Coronavirus could not have happened at a worse time for Turkish investors hoping to see its potential revive. The country has coped reasonably in terms of the number of Covid-19 cases and low death toll of just over 5,000 among a population of 84 million, but the radically altered global outlook and the pressure put on key sectors, including tourism, have dealt another blow to investor safety. This comes after authorities placed bans on stock lending and short selling, reducing foreign investor access. These are just the latest concerns about Turkey’s political and policymaking environment that have been rumbling on for years.
Euromoney’s risk survey highlights this – and has been doing so consistently. Analysts have continued downgrading Turkey, putting its risk score on a downward trend, with a sharper fall evinced since mid-2019.

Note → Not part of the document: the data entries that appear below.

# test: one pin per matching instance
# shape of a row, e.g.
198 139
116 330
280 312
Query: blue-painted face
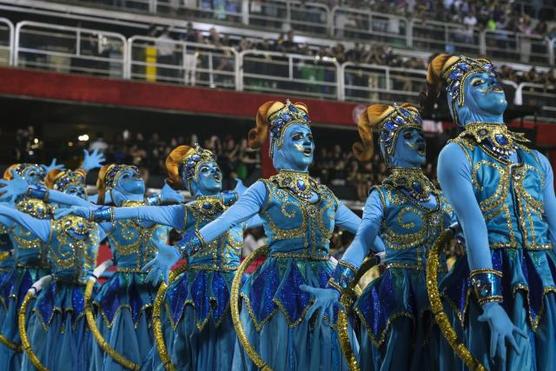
485 100
130 182
410 149
33 174
208 179
76 190
296 152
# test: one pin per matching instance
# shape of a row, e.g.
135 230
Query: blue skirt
123 318
13 290
529 291
198 312
274 318
57 328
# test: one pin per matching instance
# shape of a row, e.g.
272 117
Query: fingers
513 343
493 343
520 332
502 349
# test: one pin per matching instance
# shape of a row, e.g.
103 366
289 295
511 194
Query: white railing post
245 11
341 81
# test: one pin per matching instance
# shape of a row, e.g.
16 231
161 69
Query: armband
343 276
487 285
38 192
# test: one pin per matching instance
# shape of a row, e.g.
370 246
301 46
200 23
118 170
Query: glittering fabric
530 271
290 298
263 288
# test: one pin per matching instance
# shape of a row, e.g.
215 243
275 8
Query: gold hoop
441 318
89 315
22 323
157 320
346 299
234 307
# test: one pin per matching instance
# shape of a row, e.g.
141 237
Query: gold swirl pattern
234 306
22 324
346 300
89 315
441 318
157 320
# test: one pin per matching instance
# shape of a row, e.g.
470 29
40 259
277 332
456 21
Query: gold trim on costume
157 320
22 324
440 316
103 344
234 306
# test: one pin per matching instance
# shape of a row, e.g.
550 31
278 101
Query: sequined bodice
224 252
29 249
296 225
73 247
410 227
133 242
510 196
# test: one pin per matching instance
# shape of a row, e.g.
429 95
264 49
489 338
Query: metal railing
355 24
179 62
69 49
6 41
96 52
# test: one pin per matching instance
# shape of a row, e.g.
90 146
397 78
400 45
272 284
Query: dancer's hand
170 195
325 299
162 263
92 160
502 330
53 166
81 211
11 189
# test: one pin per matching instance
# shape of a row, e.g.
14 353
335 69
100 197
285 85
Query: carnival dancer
502 193
196 323
58 333
408 213
28 251
299 216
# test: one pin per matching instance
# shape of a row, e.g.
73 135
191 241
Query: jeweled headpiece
21 168
280 118
389 121
391 125
457 72
61 180
114 172
194 159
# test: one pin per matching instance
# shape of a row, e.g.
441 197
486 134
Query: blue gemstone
389 125
501 139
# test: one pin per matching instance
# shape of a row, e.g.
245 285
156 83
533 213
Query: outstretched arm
367 232
248 205
549 198
39 227
454 175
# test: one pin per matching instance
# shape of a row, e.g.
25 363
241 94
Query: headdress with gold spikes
459 70
194 158
281 116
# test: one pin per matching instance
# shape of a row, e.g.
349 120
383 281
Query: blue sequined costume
503 195
30 265
124 301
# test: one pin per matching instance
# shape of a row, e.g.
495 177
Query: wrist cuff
38 192
487 285
343 276
103 214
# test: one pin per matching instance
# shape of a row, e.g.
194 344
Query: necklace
414 181
297 182
496 139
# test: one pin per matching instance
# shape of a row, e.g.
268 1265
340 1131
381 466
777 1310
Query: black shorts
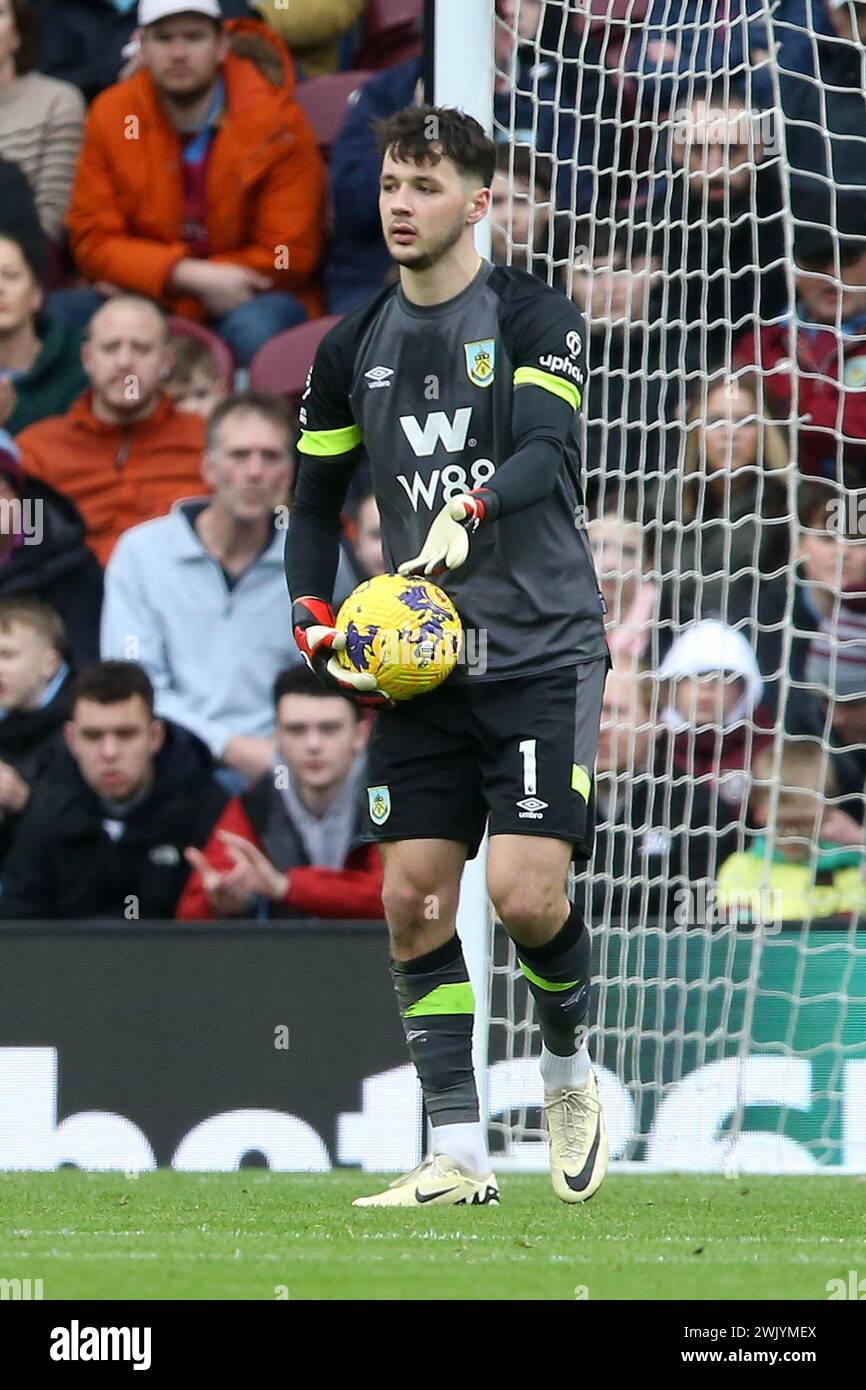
519 751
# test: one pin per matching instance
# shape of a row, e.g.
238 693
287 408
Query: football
405 631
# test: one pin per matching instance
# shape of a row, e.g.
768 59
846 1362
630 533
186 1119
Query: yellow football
405 631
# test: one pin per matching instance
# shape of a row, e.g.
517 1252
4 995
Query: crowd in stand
691 177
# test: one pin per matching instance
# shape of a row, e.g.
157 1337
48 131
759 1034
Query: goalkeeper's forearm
542 426
312 552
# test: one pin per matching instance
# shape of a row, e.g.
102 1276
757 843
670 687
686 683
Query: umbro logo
378 377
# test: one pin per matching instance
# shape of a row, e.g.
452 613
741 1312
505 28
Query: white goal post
719 1045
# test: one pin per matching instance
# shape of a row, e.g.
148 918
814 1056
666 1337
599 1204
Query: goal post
720 1044
459 71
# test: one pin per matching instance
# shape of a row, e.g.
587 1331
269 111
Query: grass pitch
260 1235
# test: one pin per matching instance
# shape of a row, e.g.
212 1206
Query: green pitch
257 1235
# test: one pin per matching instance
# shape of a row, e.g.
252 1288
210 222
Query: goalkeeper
462 384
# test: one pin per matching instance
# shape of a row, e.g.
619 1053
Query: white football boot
438 1182
578 1141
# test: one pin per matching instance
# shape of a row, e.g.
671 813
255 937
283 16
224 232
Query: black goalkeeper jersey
428 394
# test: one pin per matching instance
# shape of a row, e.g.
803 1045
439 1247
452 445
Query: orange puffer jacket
266 184
117 476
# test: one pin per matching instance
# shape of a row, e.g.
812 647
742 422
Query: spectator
313 31
41 371
34 702
829 337
631 597
291 845
713 708
726 516
123 453
199 595
20 220
630 410
520 210
103 834
43 555
531 109
193 382
357 257
230 146
555 93
813 866
681 41
658 834
722 227
364 535
88 42
823 104
41 118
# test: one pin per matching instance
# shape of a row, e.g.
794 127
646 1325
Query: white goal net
694 175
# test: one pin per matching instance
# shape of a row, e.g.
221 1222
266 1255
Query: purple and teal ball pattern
406 631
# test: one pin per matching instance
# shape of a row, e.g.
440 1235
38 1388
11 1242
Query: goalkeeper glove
319 640
446 544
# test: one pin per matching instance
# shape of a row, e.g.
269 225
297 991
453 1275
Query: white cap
153 10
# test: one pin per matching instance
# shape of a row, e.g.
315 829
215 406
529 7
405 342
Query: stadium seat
221 350
391 34
282 364
325 102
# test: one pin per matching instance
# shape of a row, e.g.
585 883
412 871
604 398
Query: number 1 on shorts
530 774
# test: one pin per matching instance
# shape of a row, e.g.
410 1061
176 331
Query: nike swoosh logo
428 1197
581 1179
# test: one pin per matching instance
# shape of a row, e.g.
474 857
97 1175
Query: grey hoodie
211 652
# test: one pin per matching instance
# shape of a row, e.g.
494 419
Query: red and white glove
319 640
446 544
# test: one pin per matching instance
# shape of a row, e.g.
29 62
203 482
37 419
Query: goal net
694 174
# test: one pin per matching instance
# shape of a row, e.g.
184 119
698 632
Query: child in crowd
715 708
815 865
34 701
195 381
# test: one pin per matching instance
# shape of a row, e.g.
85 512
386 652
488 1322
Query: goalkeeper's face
427 210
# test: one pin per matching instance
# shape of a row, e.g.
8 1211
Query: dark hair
427 134
300 680
523 164
32 252
36 615
259 403
189 355
27 22
109 683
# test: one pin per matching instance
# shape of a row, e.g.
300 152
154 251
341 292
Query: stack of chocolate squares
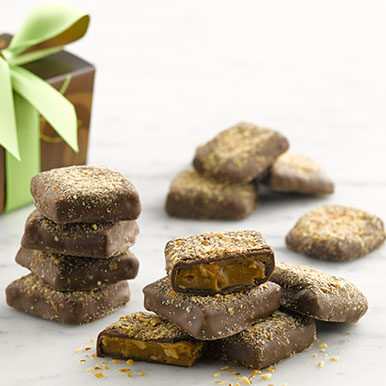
229 169
217 302
76 245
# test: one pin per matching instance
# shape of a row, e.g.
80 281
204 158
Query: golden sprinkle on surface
145 326
336 232
246 381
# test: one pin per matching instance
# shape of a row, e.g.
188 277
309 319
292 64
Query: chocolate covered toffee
86 194
209 263
145 336
240 153
317 294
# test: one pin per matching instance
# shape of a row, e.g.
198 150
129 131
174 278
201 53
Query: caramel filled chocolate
147 337
213 316
267 342
30 295
209 263
79 239
71 273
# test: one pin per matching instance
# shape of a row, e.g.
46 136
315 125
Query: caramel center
222 274
181 353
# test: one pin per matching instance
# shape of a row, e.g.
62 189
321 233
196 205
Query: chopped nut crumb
245 380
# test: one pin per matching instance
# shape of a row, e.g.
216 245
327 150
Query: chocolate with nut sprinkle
194 196
296 173
72 273
148 337
213 316
218 262
99 240
240 153
267 342
85 194
337 233
30 295
317 294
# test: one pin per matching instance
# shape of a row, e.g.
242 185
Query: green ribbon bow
24 95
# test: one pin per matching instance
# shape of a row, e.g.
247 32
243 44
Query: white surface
170 75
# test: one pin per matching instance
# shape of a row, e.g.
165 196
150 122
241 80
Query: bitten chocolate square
194 196
99 240
72 273
317 294
267 342
218 262
30 295
214 316
87 194
148 337
240 153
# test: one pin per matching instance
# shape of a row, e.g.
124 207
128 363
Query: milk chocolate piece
336 233
79 239
317 294
210 263
85 194
144 336
240 153
296 173
30 295
194 196
267 342
71 273
212 317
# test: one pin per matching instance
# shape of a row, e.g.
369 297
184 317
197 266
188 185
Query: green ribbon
23 95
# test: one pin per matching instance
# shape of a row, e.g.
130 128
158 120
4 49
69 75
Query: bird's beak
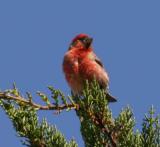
88 42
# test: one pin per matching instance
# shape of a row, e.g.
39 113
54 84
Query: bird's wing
98 61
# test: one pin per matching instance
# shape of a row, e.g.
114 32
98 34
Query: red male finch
81 63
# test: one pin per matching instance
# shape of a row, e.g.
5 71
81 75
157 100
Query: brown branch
8 96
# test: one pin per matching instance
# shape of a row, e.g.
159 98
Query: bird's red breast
81 63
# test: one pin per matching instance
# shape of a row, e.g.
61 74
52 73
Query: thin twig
8 96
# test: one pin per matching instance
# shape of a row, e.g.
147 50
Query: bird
80 63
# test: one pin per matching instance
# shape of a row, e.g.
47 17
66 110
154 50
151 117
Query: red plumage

The global crisis is only making things worse, with contributors to the survey warning that the economy will not return to its pre-pandemic level any time soon. Turkish authorities are also desperate for foreign exchange and may not stop short of introducing more restrictions to stem capital flight. “There are problems attracting sufficient financing, with the president opposed to turning to the IMF for financial support,” says survey contributor Emre Deliveli, an economist at Hürriyet Daily News. “There is political pressure on the central bank to avoid raising interest rates to make Turkish assets more attractive, and while capital controls might be considered, this would only scare away investors.”
Turkey is now 91st out of 174 countries in the global risk rankings, plunging 38 places during the past five years. This is widening the gap with India, Russia and Brazil, as well as Tunisia, Vietnam and Morocco, all of which are comparatively safer.
Economic shock
The short-term economic outlook is far from ideal, despite real GDP growing by 4.5% year on year in the first quarter. Tight lockdowns were avoided, but the economy will contract by 4.8% in real terms this year, says the OECD, or by 8.1% according to the organization’s double-hit scenario, factoring in a second wave of the coronavirus pandemic. Even under the single hit, fixed investment will post a double-digit decline for a second consecutive year, export volume will shrink by 8% and the unemployment rate will rise to almost 16%, despite falling in March due to a large fall in labour force participation.
Deliveli remains pessimistic on Turkey, particularly in terms of GDP growth, the exchange rate and inflation, and is downgrading his scores for the relevant risk factors this quarter.
Timur Han Gur, professor of economics at Hacettepe University, says economic growth for Q2 will be negative, around -5% to -6%. “Already a very problematic labour market is suffering from the pandemic, especially workers in the retail, tourism and construction sectors,” he says. “The insufficient state-economic stimulus packages and assistance, and unclear policies of the government have created a chaotic situation for citizens urgently in need.” The ongoing problem of high and fluctuating inflation is also an issue. Gur says the annual rate will be about 10% in 2020 and will therefore once again greatly exceed the target, which is a persistent problem for the central bank.
Turkey’s investor potential does not look as if it is likely to improve for a while yet.